Robert Brokamp, editor of the Rule Your Retirement newsletter for the Motley Fool, a financial advice Web site, said retirement ages are trending upward because of longer life expectancies, which weren't taken into account when the first pensions were created.
He cited a study by Wharton School of Business professor Jeremy Siegel that estimates retirement ages will move beyond 70 by 2030.
"Back when the first pension was created in 1889, if you reached age 50, you were likely to make it to 72, and you worked until 70," he said. "You essentially worked for 50 years to support two years of retirement. Nowadays, ... you begin work at 22, retire at 62 and live to 82. You're now working 40 years to support 20 years of retirement. It's just unsustainable."
But if there's a silver lining to this news, it's that putting off retirement for a just few years can dramatically boost an individual's nest egg.
Mr. Sass said if an employee can delay claiming Social Security benefits and tapping into a 401(k) for four years, his retirement income goes up by a third. Hold off on retirement for eight years and retirement income goes up 75 percent.

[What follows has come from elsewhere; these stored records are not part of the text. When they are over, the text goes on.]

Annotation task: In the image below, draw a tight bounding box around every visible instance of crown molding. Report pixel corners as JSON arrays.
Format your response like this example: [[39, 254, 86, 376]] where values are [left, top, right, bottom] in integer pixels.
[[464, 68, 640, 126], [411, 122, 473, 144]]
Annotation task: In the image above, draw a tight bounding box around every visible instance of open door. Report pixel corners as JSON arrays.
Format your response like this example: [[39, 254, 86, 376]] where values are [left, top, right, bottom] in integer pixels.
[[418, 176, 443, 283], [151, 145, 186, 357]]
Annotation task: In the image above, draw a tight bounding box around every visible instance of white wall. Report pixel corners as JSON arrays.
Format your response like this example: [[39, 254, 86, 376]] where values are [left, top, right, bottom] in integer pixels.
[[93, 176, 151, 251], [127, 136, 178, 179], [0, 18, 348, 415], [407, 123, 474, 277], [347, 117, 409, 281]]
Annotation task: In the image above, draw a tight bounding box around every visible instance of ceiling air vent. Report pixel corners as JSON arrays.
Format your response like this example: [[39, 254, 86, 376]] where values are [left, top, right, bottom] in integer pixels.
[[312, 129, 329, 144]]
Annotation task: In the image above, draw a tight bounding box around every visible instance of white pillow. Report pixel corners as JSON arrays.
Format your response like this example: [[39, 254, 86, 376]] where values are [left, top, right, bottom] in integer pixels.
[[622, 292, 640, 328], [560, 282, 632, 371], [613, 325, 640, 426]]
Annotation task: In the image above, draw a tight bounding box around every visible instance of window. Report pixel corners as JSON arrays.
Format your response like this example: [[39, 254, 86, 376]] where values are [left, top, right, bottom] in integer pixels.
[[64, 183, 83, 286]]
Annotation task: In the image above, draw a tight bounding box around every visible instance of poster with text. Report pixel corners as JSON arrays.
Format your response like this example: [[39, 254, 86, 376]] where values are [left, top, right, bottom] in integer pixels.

"Working longer is a great way to enhance retirement security," he said. "So it's bad news in that people are going to have to work longer, but better they do that now than be hard up when they're 85."
Working can be a good social outlet for boomers, Mr. Brokamp added.
"When you tell people this stuff, they say, 'Oh, I've got to work forever,' and it can be depressing. But the flip side is, a lot of people find out retirement isn't that fun," he said. "They travel for a bit, do some projects, and then they get a little bored."
Jim Place, a local financial adviser with Evergreen Management, said he tells his clients to prepare early for retirement by putting 10 percent of every paycheck toward retirement, something many people fail to do until they're age 55.
"They're not allowing the time value of money to work for them," he said.
His biggest advice to those nearing retirement age: "Save 'til it hurts, and have your house mortgage paid off when you retire."